The improved quality and lower cost probably entail that the connector device is usable in even more applications than previously, where use had been made of fixed installations instead of connector devices.

DESCRIPTION OF ALTERNATIVE EMBODIMENTS

In a view corresponding to that of Fig. 3, Fig. 5 shows an alternative embodiment of the present invention. According to this embodiment, a surrounding wall 17 is provided on the outside of the spring so that the slot 16 is no longer visible from outside. For reasons of production engineering, the front wall 13 has been omitted in this embodiment, to make for simplified manufacture. The connector device 1 according to this embodiment has apertures only at its front end 7 and rear end 8, respectively.

In a view corresponding to that of Fig. 4, Fig. 6 is a view in the direction of the arrow A in Fig. 1. The surrounding wall 17 entails that the connector device 1 appears as better encapsulated, and moreover the risk of damage to the spring member 10 by external action is minimised since it is more inaccessible.

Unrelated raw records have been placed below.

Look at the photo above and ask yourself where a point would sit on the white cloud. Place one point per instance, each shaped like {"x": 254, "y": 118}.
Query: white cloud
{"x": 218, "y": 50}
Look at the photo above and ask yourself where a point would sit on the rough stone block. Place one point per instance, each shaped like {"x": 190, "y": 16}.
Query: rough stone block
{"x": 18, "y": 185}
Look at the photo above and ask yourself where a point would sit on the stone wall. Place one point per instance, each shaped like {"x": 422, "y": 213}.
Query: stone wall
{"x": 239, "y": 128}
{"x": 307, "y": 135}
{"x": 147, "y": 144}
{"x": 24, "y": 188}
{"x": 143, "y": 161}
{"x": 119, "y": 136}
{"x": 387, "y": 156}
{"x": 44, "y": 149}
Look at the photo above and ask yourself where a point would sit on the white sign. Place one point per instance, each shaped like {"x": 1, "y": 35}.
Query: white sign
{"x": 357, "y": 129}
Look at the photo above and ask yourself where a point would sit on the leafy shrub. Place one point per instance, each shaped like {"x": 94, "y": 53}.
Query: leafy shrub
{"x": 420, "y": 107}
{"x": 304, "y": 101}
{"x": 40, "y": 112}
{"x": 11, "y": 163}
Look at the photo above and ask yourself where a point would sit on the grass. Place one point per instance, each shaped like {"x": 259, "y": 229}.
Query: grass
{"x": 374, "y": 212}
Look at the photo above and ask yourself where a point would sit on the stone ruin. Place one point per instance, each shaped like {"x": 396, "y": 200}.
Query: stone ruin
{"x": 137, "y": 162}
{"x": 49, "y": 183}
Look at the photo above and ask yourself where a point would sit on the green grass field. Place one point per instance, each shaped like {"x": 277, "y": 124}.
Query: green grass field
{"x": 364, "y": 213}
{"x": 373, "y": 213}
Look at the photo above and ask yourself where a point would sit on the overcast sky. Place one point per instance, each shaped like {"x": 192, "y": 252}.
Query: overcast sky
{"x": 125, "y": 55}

In the above description and on the Drawings, a connector device has been disclosed as having a single terminal finger 9. It is worth pointing out that it is conceivable to manufacture the connector device 1 according to the present invention in which several terminal fingers 9 are disposed in side-by-side relationship in the same connector device 1. Preferably, one spring member 10 is allocated to each one of the terminal fingers 9, even through variations are conceivable in which the spring member 10 has been made wider and acts on more than one terminal finger at the same time.

The present invention may be further modified without departing from the scope of the appended Claims.

Claims

WHAT IS CLAIMED IS:

1. A connector device comprising a connector housing (2) in which is disposed at least one terminal finger (9) and a spring member (10) associated with the terminal finger (9) for realising requisite contact pressure between two terminal fingers (9) on interconnection of two connector devices (1), characterised in that the spring member (10) is of one piece manufactured with the connector housing (2).

2. A connector device comprising a connector housing (2) in which is disposed at least one terminal finger (9) and a spring member (10) associated with the terminal finger (9) for realising a positioning and fixing of the terminal finger (9) in the axial direction of the connector housing (2), characterised in that the spring member is of one piece manufacture with the connector housing (2).

3. The connector device (1) as claimed in Claim 2, characterised in that the spring member (10) further realises a snap fixing of the terminal fingers (9) on interconnection of two connector devices (1).

4. The connector device (1) as claimed in any of Claims 1 to 3, characterised in that both the connector housing (2) and the spring member (10) are manufactured from plastic.

5. The connector device (1) as claimed in any of Claims 1 to 4, characterised in that the spring member (10) extends in the longitudinal direction of the connector housing (2) as an extension of its outer wall.

6. The connector device (1) as claimed in any of Claims 1 to 5, characterised in that the spring member (10) is disposed inside a surrounding outer wall (17) of the connector housing (2).

7. The connector device (1) as claimed in Claim 5 or 6, characterised in that the spring member (10) is partly surrounded by a slot (16) along several of its edges.